Well after much reading I decided to do it. This is my first time so here it is:
Squats: 45 pound (I think it is, I forgot to check) olympic bar at my gym 5x5. My form didn't feel great but I focused on keeping my back straight. Out of all the exercises this seem the hardest to get the form down. I felt wobbly and unbalanced and it was very hard to hold the bar in that position--my shoulders felt overstretched.
Bench press: 45 pound barbell 5x5 (easy)
Inverted rows: oops I thought it was 5x5 so I ended up doing one 2x5 set and 3x3. My form was ok on the first two but bad on the last three (hard)

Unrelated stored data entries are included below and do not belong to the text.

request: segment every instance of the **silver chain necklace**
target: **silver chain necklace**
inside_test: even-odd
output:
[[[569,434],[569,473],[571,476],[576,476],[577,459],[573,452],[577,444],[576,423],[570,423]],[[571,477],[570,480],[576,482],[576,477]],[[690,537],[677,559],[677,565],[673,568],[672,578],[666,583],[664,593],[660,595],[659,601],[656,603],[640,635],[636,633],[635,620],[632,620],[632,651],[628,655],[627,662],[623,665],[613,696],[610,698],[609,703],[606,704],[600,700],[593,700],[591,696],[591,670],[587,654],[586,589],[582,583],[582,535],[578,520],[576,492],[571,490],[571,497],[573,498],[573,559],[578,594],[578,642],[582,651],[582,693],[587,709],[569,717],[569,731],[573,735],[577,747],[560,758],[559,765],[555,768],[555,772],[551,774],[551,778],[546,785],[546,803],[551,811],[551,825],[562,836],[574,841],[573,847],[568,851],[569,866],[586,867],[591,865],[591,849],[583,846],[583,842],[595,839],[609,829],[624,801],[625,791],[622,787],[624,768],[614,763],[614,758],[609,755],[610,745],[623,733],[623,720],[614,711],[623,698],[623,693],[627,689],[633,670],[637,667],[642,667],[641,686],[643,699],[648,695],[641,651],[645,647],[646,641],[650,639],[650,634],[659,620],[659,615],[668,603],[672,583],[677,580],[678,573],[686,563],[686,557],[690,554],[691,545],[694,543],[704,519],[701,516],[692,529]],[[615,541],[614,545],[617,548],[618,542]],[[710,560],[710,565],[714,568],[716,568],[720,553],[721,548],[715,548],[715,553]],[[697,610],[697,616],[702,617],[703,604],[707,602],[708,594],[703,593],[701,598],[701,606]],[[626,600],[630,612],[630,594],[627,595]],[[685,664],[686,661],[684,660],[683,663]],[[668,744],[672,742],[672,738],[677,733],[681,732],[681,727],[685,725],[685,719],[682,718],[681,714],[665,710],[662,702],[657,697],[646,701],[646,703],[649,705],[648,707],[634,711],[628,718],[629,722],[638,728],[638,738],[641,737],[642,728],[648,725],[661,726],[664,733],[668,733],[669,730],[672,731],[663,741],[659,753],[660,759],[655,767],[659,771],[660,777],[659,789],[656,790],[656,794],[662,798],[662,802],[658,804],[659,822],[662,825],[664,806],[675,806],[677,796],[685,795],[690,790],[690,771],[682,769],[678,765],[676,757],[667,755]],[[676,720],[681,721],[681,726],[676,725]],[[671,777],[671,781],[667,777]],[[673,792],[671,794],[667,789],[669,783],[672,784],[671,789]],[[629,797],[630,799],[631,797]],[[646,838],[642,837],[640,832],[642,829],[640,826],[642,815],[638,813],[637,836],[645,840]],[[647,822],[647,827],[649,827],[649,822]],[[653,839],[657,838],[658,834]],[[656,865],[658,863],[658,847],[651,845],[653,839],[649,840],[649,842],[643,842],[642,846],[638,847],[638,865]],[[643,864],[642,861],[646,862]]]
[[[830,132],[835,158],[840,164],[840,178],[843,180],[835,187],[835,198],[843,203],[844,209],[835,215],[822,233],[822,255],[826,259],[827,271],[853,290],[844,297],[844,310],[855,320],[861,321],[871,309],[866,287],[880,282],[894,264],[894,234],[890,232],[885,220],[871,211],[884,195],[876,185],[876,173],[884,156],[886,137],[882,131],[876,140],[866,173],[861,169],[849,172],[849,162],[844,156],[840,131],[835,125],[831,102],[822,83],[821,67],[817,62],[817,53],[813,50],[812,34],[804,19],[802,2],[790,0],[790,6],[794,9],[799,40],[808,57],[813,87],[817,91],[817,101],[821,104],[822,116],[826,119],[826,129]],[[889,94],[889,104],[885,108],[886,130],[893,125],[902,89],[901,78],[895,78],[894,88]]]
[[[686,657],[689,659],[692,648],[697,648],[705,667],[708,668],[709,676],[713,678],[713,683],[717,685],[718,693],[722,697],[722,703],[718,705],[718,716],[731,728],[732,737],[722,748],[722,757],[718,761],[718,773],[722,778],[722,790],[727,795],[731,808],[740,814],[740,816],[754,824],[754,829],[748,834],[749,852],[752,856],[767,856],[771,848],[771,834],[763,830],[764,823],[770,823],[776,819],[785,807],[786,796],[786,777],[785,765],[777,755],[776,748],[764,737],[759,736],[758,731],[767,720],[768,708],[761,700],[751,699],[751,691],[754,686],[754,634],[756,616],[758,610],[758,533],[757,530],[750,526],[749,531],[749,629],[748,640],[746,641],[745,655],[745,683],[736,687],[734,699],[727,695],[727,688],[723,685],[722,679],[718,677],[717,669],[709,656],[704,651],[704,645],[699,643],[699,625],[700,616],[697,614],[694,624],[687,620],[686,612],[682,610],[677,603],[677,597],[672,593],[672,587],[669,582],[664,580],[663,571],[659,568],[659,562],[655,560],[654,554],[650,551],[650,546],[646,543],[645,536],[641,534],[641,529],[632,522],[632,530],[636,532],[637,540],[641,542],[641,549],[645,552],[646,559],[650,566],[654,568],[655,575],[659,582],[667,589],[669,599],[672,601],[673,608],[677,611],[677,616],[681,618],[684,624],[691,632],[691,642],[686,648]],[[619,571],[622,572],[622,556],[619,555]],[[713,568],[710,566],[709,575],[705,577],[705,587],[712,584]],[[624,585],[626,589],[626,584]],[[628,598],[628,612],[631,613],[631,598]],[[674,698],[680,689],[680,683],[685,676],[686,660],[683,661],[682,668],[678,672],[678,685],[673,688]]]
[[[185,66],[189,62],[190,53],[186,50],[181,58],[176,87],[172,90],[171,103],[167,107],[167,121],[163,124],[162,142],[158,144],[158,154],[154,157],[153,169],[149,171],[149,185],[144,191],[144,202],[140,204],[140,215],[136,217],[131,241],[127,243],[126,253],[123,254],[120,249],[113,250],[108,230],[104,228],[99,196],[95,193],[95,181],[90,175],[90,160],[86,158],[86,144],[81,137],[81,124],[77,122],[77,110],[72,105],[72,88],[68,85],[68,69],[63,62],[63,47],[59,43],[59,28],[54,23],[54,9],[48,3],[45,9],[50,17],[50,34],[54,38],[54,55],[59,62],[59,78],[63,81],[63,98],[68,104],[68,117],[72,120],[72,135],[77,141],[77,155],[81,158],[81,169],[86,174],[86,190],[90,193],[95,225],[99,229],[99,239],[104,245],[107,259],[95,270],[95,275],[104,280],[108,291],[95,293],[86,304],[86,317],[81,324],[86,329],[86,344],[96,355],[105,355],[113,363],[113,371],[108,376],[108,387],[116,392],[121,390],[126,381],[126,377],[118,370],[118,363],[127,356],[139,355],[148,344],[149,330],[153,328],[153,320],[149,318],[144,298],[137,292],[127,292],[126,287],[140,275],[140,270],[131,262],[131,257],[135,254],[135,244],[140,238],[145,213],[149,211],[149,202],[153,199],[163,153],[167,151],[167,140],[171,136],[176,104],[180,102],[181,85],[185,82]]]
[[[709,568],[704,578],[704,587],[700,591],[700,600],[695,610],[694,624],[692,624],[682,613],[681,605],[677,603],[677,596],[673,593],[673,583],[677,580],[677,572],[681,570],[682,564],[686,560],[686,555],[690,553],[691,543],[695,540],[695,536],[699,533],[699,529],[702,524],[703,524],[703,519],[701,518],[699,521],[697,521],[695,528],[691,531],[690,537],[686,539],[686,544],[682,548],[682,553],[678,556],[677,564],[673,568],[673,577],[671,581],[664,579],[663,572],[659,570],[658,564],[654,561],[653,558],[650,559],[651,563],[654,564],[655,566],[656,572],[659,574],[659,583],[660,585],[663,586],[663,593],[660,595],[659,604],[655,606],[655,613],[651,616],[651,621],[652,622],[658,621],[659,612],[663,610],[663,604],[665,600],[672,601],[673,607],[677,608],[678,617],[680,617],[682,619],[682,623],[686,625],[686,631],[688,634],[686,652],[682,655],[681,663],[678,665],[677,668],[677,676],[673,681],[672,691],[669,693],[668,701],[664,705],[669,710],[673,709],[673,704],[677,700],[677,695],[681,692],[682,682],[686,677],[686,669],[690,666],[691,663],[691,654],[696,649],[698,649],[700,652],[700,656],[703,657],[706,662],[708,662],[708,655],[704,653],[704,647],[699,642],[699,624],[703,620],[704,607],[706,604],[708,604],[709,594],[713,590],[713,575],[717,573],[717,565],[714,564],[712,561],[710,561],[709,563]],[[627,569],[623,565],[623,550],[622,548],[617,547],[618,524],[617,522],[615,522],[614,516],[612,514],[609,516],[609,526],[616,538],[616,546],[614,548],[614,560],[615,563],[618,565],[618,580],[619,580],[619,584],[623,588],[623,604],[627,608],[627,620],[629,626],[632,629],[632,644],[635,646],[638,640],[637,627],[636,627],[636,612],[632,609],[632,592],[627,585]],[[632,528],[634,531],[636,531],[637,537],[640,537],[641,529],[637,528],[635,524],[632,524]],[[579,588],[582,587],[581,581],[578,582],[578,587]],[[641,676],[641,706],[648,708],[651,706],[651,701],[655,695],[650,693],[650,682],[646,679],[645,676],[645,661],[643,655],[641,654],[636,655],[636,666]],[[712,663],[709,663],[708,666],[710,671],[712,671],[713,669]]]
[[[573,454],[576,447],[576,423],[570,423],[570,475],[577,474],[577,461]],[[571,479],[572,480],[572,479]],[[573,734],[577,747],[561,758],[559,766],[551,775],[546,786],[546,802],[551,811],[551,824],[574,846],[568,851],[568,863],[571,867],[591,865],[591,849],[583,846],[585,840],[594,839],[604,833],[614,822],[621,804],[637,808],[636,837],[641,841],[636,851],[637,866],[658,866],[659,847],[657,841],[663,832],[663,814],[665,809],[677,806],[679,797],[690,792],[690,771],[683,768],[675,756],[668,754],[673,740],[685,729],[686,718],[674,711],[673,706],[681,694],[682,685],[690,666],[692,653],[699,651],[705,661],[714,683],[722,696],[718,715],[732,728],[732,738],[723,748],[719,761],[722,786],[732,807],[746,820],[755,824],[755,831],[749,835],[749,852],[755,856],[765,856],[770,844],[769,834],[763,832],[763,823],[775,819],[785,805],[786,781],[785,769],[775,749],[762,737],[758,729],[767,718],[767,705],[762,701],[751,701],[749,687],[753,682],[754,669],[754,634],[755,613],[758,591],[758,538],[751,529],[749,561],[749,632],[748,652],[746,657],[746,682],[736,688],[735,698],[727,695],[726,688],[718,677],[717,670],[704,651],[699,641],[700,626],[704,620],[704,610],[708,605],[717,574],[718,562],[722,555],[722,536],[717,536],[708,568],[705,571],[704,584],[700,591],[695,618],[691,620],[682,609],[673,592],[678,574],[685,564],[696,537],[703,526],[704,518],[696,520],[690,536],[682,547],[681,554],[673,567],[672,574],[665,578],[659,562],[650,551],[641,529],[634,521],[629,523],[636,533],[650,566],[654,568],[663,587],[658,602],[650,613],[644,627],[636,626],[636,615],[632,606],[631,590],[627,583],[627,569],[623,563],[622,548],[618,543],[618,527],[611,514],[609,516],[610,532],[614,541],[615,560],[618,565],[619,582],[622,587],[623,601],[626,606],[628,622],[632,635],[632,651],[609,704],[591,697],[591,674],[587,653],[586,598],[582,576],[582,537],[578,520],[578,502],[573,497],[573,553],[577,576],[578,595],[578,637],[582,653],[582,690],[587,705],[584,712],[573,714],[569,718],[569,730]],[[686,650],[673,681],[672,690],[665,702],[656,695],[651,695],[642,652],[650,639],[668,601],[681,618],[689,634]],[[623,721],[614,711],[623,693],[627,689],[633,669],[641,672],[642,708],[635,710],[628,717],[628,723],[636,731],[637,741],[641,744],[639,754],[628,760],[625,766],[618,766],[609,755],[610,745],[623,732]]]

push ups 1x21 1x10 1x9 (this got my heart pounding hard) My form felt good overall.
reverse crunch 1x13 1x5 1x3 My form started good and was pretty bad after the first set.
All in all I feel really good that I did it. It seems easy to start out with an empty barbell for squats but it's not. The weight was easy but the form was hard to do for squats. My shoulders are so tight-- it felt like they were being overstretched when I was holding the barbell over my back doing the squats. I feel a little sore--not whining but just noticing how tight I am.
So yes, form form form-- I definitely need to focus on that. Time to do more reading and watch videos on that stuff.
Also, my food has been very good. I've been eating good protein fats and veggies and fruit. yogurt flax seeds apples oranges olive oil etc.
--I'm trying to lose fat and gain strength.